The match was attended by President Theodore Roosevelt and future president William Howard Taft who was Secretary of War. Other members of the 300 person audience included the Secretary of the Navy John Davis Long, the German ambassador Theodor von Holleben, the French ambassador Jules Cambon, the Russian ambassador Egor Egorovich Staal, the Italian ambassador Edmondo Mayor des Planches, the Belgian minister, the Swiss minister Fernand du Martheray, the Haitian minister Jacques Nicolas Léger, and representatives from the Norwegian and Swedish embassies. Although Wright's tied with his two competitors, his club won the contest. The newspaper said, "Mr. Wright is excellent on attack, his unusually long reach giving his a substantial advantage. After the contest, the president and guests attended a tea hosted by Wright's mother and aunt.

Wright attended the Massachusetts Institute of Technology (MIT) where he studied naval architecture. While at MIT, he was a class director and a member of the Fraternity of Delta Psi (St. Anthony Hall) and the Mandanan Club. He graduated in 1906.

He then attended the New York Law School, graduating in 1912.

== Career ==
After graduating from MIT, Wright worked with the New York Shipbuilding Company in Camden, New Jersey as a naval architect for two years. However, he gave up this career in naval architecture to become a lawyer. While in law school, in 1909, he started working for O'Brien, Boardman & Platt in New York City. He continued to work with this firm until 1915.

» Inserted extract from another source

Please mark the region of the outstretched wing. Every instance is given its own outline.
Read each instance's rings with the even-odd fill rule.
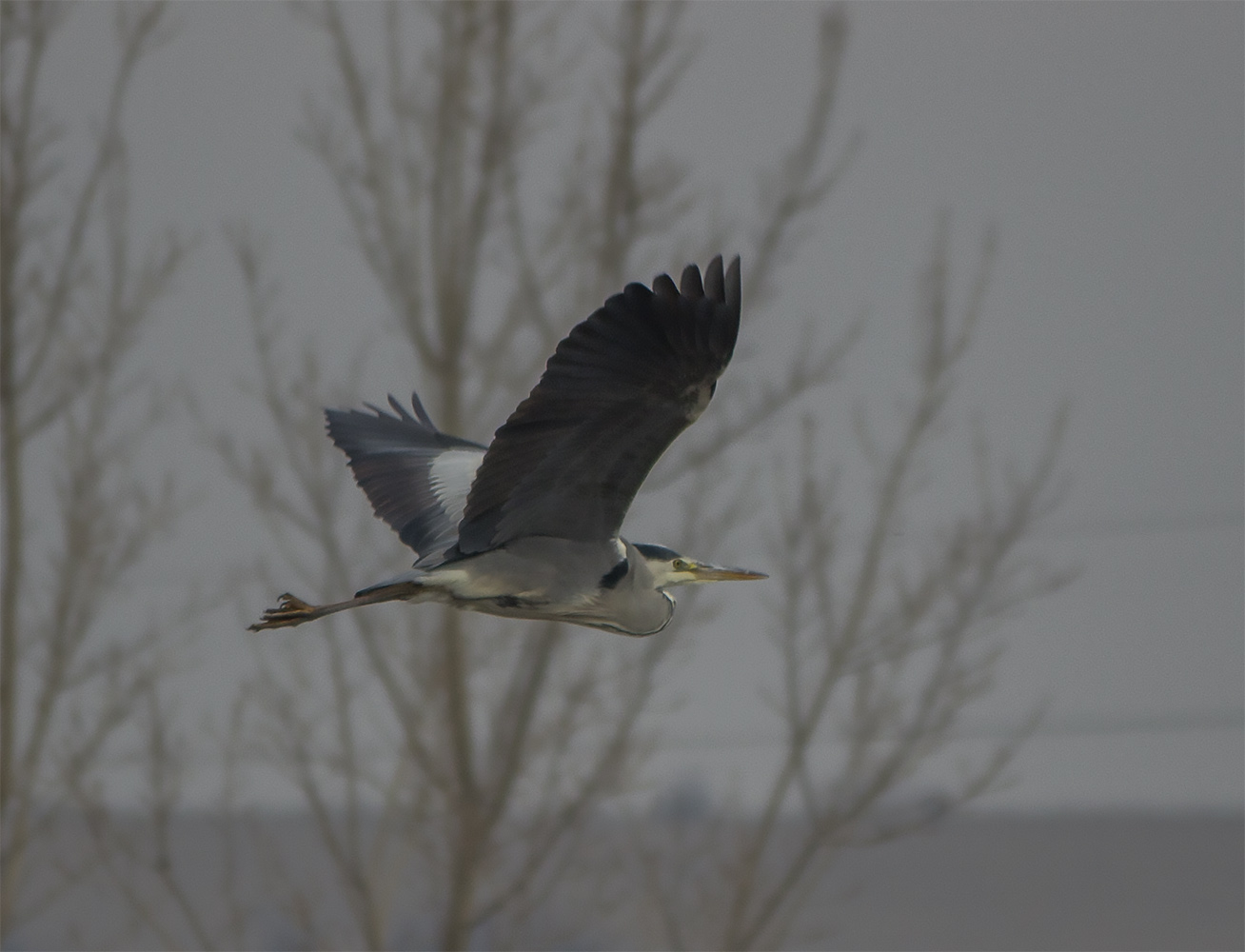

In 1915, Wright became a partner in Ehlermann & Hale, later called Ehlermann, Wright & Abbott, with Donald B. Abbott and three graduates of Harvard University—Carl Ehlermann Jr, Swinburne Hale, and Stuart Preston. Their offices were at 165 Broadway in New York City. In 1920, he formed the firm Wright & Hill at 3 Rue Taitbout in Paris, France. His partner, Lovering Hill, was a graduate of Harvard University and volunteered with the American Field Ambulance Corps in France during World War I.

Wright left that firm in 1930 when the Egyptian government offered an appointment of Judge Advocate of the Mixed Court in Cairo, Egypt. Part of the Colonial system, the Mixed Courts of Egypt oversaw cases between Egyptians and foreigners from fourteen Western powers—Austria-Hungary, Belgium, Denmark, England, France, Germany, Holland, Italy, Norway, Portugal, Russia, Spain, Sweden, and the United States. The legal system of these courts was a non-Western polity, with international judges.

Wright sat in this court during a time of great social and political change in Egypt. Cases ranged from international banking, maritime commerce, trademarks and patents to divorce, marriage contracts, and legitimacy—all while navigating different nationalities and religions. A modern attorney notes that, "The judges were not simply technicians, but interpreted rules, customs, and laws to give justice in Egypt." They also "reduced foreign abuse of the Egyptian system…"

Wright was a member of the New York City Bar Association.

== Personal ==
Wright married Alda de Almeida Santos on August 20, 1928. She was from Lisbon, Portugal. They had one daughter, Carol Frances Wright.

He was a member of the Gezira Sporting Club of Cairo, the St. Anthony Club of New York, the Travellers Club in Paris, and the Tuxedo Club.

In 1938, Wright died in Pas-de-Calais, France in at the age of 54 with his mother and wife attending.